The Authors Guild has introduced model AI contract clauses — and they signal a major shift in how publishing rights are defined.
Most legacy publishing contracts were written before generative AI became relevant. As a result, phrases like “all rights now known or later developed” created a gray zone: could publishers use manuscripts for AI training, translation, or content generation?
These new clauses aim to remove that ambiguity.
Key principles include:
- no AI training rights unless explicitly granted;
- AI-related uses treated as separate, compensable rights;
- author approval required for AI-generated audiobooks and translations;
- restrictions on uploading manuscripts into commercial AI systems;
- limits on substantive AI editing.
The framing is important: AI rights are not assumed — they must be negotiated.

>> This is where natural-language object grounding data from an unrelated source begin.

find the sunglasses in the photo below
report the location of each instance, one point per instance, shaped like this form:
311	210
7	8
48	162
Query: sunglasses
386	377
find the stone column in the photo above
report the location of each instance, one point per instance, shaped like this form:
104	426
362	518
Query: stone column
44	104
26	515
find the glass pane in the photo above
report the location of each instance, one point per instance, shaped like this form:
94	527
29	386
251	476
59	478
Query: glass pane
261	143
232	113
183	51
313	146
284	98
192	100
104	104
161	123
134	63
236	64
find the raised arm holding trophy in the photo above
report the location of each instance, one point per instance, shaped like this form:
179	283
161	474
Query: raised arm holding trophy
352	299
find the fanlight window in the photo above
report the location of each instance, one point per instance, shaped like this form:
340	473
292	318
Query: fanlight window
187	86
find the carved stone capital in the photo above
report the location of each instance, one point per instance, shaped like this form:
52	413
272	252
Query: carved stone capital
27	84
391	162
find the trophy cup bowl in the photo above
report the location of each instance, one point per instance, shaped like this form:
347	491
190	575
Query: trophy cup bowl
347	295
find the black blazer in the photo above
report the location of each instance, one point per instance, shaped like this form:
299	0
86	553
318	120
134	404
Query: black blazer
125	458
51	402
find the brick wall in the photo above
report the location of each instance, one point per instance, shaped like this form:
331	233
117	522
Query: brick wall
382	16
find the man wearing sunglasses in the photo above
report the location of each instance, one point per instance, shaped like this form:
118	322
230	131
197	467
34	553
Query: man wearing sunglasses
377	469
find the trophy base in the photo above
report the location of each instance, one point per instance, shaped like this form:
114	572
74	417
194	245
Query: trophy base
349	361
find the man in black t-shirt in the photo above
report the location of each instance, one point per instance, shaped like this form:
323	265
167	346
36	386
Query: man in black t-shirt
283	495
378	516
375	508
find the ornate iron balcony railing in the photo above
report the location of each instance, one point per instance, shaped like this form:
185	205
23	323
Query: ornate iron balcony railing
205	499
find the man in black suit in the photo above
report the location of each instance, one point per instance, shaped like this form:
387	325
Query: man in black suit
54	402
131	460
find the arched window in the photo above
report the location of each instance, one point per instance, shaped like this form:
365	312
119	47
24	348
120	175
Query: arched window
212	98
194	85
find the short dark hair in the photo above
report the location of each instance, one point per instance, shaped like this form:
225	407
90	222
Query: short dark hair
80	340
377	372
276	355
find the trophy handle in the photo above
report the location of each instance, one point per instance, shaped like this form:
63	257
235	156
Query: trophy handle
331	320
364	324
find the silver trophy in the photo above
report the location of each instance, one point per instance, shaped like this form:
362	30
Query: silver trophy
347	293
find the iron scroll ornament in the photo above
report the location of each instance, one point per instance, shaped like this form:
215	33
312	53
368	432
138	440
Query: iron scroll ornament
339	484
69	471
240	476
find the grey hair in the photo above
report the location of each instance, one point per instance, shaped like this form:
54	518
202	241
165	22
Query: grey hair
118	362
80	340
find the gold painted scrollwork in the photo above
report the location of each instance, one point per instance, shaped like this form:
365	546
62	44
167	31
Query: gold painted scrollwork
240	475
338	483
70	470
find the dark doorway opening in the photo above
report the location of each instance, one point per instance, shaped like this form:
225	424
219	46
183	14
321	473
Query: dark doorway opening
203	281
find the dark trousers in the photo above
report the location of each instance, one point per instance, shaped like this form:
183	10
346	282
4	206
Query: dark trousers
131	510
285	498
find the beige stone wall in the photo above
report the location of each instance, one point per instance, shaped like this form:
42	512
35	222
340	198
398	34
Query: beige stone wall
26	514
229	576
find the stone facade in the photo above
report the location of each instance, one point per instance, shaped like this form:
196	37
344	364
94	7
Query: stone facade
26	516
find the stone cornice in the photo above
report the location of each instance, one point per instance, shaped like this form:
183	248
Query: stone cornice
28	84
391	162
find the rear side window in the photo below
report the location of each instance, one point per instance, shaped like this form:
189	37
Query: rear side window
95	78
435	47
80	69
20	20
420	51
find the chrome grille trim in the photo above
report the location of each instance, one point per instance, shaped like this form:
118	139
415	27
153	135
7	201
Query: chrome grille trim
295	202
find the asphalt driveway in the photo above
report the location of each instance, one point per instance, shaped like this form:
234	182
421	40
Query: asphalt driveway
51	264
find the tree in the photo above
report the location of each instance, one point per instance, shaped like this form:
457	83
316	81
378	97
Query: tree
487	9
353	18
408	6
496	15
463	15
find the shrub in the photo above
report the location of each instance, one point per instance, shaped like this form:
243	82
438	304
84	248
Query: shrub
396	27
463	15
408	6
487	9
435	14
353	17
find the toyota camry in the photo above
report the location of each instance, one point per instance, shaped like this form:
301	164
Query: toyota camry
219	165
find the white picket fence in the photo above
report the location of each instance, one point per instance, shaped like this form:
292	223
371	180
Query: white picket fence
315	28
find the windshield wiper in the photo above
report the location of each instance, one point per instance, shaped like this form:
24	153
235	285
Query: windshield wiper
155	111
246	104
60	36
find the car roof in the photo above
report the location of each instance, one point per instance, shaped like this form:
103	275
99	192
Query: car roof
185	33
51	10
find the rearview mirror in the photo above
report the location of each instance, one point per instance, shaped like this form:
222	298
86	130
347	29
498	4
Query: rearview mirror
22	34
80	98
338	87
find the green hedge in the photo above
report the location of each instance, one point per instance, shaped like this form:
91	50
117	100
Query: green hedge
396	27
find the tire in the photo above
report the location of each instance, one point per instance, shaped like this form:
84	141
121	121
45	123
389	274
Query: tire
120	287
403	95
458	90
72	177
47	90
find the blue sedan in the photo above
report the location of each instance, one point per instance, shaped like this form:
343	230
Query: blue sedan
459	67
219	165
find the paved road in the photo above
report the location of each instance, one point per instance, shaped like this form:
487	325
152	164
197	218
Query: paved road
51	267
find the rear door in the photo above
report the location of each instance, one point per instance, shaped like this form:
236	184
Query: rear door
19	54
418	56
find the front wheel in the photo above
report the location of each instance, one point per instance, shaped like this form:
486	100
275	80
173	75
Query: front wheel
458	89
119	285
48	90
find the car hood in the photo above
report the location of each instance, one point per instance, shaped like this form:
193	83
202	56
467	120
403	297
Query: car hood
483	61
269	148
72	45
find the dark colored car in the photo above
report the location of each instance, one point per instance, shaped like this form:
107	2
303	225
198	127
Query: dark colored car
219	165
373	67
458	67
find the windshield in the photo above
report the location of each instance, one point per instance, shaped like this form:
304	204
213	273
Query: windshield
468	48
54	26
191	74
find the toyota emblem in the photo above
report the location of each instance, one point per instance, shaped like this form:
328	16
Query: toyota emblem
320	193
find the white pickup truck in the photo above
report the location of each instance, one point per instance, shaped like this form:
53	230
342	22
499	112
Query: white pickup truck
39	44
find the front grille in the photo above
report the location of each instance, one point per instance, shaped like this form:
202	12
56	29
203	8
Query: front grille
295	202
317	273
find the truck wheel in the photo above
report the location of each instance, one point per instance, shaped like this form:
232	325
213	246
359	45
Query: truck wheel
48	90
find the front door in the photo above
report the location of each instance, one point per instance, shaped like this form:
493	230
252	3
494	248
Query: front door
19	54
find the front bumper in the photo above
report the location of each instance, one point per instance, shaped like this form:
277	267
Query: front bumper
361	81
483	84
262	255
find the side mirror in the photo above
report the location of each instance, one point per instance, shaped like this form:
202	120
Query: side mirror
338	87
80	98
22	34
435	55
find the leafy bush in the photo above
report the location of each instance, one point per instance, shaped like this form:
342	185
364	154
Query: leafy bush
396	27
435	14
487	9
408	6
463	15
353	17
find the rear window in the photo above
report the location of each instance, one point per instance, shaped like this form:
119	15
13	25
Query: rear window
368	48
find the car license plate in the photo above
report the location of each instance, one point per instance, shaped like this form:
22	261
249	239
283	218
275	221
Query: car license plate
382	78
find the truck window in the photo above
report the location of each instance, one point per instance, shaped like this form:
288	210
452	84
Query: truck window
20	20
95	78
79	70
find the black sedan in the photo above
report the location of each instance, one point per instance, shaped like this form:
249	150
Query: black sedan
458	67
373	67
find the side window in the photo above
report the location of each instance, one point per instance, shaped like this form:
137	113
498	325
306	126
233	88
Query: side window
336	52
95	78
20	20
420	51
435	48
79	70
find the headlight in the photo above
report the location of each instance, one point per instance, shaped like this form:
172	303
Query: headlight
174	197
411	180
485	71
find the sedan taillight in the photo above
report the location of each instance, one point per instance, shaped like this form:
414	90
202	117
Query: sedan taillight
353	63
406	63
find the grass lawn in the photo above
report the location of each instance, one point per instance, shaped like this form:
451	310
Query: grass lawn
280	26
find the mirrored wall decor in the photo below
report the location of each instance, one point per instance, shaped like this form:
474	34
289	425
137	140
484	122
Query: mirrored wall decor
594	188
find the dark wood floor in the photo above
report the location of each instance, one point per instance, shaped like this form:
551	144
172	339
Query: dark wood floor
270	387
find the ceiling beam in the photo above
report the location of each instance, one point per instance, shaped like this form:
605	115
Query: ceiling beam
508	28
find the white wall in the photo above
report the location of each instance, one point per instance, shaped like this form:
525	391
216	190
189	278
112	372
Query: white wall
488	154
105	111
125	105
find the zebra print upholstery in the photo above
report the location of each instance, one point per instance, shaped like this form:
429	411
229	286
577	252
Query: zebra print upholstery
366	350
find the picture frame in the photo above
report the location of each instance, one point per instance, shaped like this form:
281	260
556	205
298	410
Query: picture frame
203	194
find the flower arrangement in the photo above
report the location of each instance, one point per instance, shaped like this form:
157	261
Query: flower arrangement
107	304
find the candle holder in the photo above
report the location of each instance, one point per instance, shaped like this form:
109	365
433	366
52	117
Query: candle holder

For indie authors, this matters even outside traditional publishing. AI rights are quickly becoming a distinct category, similar to translation or audio rights. Vague contracts today can create real conflicts later.
There is also a growing distinction between:
- minor AI assistance (editing tools, marketing),
- and substantive AI use (generation, rewriting, translation).
That line is likely to become standard — both legally and in reader expectations.
Takeaway:AI clauses are no longer optional boilerplate. Even simple agreements should define what is — and is not — allowed.
We’ve seen this before with ebook rights. Now the same separation is happening with AI — just much faster.